MONTREAL – It was in the seventh minute of the second period of the Montreal Canadiens’ 3-1 win over the New York Islanders that Alex Galchenyuk had a sequence that typified the type of progress he’s made of late.
The Montreal forward pressed hard on the backcheck, closed down his side of the ice, forced a turnover and got his feet moving to support the breakout. The puck came to him from centre Phillip Danault, he took two steps and filtered it back to him and then continued to charge up the ice to give Danault an option in the offensive zone.
Then Galchenyuk received the puck, turned Islanders forward Cal Clutterbuck inside out and drew a hooking penalty.
That last part led to the winning goal, which came off Jonathan Drouin’s stick 1:32 later, but it was all the things Galchenyuk did away from the puck that stood out about the sequence. That’s where his biggest issues have been in the five years leading into this one, and things didn’t appear to be all that different in that regard at the beginning of this season.
“He’s going in the right direction, and he’s much better than he was at a certain point when he was really a player who was just waiting for the puck, who didn’t really think too much about his game without the puck,” said Canadiens coach Claude Julien a day earlier. “Now he’s a player who works hard to play at both ends. He’s a player who excels on offence, he’s a goal-scorer and we want him to continue to do that, but we also want him to take a certain pride in his defensive game and he’s doing that.”
That can be the one positive by-product of this season – not just for Galchenyuk but also for a player like 22-year-old Nikita Scherbak. He scored Montreal’s third goal against the Islanders and appears to have taken a massive leap from where he started this year.
“I think I just learned a lot of stuff to be more mature, to be more professional,” said Scherbak. “Not just at the rink, but outside of the rink, trying to eat healthy stuff and stuff like that. Take care of small details, that’s probably the biggest thing.”
Rolling your sleeves up and putting in the work is another.
Scherbak, a 2014 first-round pick, had a great opportunity to steal a spot on this team out of training camp and was cut more than a week and a half before it closed.
Here’s what Canadiens director of player personnel Martin Lapointe told Sportsnet about him back then:
“He has to be able to chip a puck out and not lose the puck and get a turnover from it because when that happens it looks like he doesn’t care about the play. I think he’s cheating offensively, hoping the puck will squirt loose. Details of the game are tough to do and demand more energy than what he tries to do by grabbing a puck at the end of his stick. If you don’t get your body involved physically, it’s less demanding. But he needs to understand he needs to get his body involved and it’s going to hurt.
“You need to be huffing and puffing sometimes to win a puck, but hockey’s played like that.”
It was a nice goal Scherbak scored, coming in late to the play from the bench and firing home a well-timed pass from Brendan Gallagher. He also had a great chance in the first period, when he smashed a rebound from Charles Hudon’s point shot into the post.
But the shift that stood out most from Scherbak in the game came late in the second period, when he was in hard on the forecheck and pinned the puck behind the Islanders’ net before having to peel back and break up a play 30 seconds later in his own end.

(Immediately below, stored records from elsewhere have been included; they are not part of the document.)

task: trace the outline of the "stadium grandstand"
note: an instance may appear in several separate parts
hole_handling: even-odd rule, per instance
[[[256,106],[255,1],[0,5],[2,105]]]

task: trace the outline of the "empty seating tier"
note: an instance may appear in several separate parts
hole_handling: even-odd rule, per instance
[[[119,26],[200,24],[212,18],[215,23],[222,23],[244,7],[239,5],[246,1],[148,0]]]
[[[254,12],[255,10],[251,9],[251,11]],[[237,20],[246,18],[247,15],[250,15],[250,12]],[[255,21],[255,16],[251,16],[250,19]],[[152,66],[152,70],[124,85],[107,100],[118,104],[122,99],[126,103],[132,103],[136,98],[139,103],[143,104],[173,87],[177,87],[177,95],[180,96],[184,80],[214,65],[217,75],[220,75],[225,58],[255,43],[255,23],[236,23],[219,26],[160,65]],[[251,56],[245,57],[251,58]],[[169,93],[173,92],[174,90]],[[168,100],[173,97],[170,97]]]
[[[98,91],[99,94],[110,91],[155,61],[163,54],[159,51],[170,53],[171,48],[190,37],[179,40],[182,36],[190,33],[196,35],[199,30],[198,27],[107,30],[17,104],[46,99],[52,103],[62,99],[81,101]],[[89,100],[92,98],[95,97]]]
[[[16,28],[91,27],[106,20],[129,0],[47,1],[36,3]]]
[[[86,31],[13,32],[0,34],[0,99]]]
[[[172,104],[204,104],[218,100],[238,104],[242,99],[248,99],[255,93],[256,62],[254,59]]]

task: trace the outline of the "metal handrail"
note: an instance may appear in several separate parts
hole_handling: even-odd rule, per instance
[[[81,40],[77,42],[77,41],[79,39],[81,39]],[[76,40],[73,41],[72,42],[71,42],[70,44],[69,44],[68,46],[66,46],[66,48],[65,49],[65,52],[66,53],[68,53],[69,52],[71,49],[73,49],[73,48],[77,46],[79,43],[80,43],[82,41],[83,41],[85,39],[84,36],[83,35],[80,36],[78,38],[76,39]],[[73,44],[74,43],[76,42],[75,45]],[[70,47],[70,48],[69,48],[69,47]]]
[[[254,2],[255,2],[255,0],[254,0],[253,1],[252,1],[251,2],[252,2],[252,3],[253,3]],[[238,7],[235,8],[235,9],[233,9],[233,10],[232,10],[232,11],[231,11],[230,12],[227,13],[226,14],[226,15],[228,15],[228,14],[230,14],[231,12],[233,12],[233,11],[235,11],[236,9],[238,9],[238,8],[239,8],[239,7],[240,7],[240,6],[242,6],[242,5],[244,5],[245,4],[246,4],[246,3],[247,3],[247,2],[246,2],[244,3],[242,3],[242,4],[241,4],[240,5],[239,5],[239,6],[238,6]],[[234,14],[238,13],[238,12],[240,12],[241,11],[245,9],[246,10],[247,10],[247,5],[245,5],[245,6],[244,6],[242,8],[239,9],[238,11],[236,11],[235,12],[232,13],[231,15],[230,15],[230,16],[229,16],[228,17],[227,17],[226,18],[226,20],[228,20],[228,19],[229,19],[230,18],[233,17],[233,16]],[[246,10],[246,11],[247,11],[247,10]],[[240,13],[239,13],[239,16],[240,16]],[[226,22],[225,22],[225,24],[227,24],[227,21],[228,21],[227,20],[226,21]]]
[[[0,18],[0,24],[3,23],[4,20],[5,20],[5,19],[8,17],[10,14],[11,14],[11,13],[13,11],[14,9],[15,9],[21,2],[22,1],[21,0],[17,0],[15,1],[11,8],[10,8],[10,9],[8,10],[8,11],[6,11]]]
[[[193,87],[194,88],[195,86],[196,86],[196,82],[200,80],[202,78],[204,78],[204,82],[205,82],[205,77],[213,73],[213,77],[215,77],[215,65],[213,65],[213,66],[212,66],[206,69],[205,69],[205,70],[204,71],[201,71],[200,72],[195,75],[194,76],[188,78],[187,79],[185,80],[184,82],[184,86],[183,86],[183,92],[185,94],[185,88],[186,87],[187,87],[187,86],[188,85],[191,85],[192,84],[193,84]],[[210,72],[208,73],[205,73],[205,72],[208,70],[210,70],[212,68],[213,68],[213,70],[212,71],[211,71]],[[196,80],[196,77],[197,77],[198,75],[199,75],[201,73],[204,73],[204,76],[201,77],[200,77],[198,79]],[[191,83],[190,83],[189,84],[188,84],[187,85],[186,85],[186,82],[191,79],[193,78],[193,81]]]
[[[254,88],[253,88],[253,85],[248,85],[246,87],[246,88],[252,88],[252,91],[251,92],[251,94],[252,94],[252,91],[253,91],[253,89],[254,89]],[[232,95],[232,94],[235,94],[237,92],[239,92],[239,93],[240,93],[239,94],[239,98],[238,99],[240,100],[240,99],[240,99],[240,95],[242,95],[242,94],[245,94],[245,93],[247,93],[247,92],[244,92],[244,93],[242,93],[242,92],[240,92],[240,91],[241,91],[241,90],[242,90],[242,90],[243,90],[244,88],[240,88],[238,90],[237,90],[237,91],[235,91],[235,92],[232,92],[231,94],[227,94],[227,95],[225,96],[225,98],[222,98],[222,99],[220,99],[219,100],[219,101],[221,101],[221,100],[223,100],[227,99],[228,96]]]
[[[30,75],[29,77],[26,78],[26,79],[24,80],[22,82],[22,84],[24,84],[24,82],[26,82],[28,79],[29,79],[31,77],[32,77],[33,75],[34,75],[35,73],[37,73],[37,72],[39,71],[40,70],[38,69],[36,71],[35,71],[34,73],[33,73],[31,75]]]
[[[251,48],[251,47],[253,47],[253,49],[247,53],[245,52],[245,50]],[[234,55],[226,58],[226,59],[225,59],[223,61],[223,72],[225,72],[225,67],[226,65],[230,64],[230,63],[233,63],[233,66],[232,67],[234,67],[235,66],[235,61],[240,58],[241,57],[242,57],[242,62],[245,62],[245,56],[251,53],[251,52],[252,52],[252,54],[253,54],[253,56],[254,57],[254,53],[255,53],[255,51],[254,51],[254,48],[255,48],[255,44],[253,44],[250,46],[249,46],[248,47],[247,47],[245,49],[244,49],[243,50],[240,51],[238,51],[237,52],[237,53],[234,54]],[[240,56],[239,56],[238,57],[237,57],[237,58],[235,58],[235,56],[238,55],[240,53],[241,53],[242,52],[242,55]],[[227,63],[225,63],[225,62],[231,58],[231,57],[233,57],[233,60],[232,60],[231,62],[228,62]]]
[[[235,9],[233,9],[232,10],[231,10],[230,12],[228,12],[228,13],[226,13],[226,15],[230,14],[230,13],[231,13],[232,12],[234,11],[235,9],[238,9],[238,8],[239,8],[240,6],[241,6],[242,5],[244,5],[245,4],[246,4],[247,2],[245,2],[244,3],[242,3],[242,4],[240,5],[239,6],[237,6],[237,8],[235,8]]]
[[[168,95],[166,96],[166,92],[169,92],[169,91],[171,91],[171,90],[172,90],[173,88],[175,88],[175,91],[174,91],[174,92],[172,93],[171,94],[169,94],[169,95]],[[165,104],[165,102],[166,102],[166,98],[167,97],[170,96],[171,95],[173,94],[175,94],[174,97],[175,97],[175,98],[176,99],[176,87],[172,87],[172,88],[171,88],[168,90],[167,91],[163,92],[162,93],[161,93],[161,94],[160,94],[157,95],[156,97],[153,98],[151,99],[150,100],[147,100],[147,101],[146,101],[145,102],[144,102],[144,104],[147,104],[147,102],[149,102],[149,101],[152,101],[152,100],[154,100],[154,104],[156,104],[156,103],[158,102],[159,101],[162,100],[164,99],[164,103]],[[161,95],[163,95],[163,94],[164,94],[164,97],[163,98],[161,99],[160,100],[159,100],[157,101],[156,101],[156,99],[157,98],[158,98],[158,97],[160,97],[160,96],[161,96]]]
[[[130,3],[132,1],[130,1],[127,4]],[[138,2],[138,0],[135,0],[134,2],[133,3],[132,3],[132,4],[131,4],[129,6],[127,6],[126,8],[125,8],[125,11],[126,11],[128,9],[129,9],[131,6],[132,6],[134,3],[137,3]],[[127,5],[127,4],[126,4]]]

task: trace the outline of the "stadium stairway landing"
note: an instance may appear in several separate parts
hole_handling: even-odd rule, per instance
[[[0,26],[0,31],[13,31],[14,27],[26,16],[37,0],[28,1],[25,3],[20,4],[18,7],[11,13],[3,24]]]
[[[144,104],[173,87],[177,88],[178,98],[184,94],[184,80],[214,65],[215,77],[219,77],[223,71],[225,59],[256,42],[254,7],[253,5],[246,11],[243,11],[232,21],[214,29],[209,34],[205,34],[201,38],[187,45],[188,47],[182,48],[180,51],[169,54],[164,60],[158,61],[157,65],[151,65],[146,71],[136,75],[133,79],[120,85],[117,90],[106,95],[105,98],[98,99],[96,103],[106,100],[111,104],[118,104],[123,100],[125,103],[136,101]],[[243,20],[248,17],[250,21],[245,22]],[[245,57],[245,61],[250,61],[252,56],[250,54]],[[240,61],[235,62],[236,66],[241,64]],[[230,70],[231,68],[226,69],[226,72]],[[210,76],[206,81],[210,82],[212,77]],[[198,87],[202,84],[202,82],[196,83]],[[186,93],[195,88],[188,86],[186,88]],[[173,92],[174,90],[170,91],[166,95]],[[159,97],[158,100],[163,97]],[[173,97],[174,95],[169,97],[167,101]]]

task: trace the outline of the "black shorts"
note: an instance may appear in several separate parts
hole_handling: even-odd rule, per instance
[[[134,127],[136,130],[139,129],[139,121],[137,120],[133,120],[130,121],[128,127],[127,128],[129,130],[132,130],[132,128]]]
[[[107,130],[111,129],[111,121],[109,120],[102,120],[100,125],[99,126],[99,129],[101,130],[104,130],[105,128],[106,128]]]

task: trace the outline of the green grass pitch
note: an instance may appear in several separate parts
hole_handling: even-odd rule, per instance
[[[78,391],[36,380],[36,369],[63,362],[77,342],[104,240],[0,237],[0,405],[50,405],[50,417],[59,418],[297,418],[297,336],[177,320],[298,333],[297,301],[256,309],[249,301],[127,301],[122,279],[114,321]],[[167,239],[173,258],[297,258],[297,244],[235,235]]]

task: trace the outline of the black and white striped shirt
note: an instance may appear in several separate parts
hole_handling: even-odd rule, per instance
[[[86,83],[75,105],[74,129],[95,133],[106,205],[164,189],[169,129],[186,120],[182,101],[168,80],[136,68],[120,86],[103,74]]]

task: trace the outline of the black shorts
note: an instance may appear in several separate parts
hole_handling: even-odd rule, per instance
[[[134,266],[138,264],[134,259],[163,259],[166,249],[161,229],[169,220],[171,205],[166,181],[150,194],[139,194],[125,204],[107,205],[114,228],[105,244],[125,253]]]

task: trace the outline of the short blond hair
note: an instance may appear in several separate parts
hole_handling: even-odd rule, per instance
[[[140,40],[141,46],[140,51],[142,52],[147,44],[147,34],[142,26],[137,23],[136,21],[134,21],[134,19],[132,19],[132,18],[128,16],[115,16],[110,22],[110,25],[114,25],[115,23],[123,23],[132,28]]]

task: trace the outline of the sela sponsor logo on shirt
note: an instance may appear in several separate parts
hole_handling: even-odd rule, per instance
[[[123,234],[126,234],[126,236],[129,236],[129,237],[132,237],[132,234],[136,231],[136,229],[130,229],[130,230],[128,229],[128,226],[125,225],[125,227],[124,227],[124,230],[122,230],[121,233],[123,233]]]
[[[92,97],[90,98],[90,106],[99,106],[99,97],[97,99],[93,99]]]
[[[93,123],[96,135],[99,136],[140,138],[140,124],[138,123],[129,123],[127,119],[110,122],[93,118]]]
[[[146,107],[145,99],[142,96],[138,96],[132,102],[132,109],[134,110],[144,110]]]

Then he dug a puck out and got to centre ice and got into the Islanders’ zone again.
Scherbak got hit twice on that shift, and he was visibly in a bit of pain before taking his place on the bench and huffing and puffing to regain his breath.
We call that progress. It comes with facing adversity and looking inward to recognize how to overcome it.
That’s what Galchenyuk did, too.
“I had never really been a fourth-line player but that’s where I finished last year and started this year,” Galchenyuk told Sportsnet on Monday. “I could’ve just gotten down about it, but I decided it was time to get to work and I’m really happy about how I focused on what I needed to do.”
That’s the process Drouin is embarking on.
This season has turned out to be nothing like the one he envisioned after he was traded to the Canadiens from the Tampa Bay Lightning on June 15.
Drouin was brought in to be Montreal’s top centre, having played his first professional seasons on the wing, and it has been a humbling experience for him. He has just 10 goals and 22 assists (he added one on Paul Byron’s goal to tie the game 1-1 in the fist period) for 32 points in 58 games.
“There’s a lot of stuff that [I’ve] learned,” Drouin said. “Consistency on my part is my biggest problem and it’s the biggest thing I gotta change. … Some games I’m good for two-three games and after it goes down. Not having a bad game is I think what you gotta do. You gotta be consistent on that part.”
How do you do that?
“It goes to being a good pro,” said Drouin. “I guess I’m 22, but there’s a lot of stuff I gotta learn on that side every night – showing up and having a good attitude and not bringing yourself down if it’s just a bad game or a bad shift.”
Galchenyuk, who’s 24, has gone through it and appears to just now be coming out on the other end.
Him, Scherbak and Drouin figure to be big parts of the future for the Canadiens, so anything they learn in this lost season for the team should pay dividends for them down the road.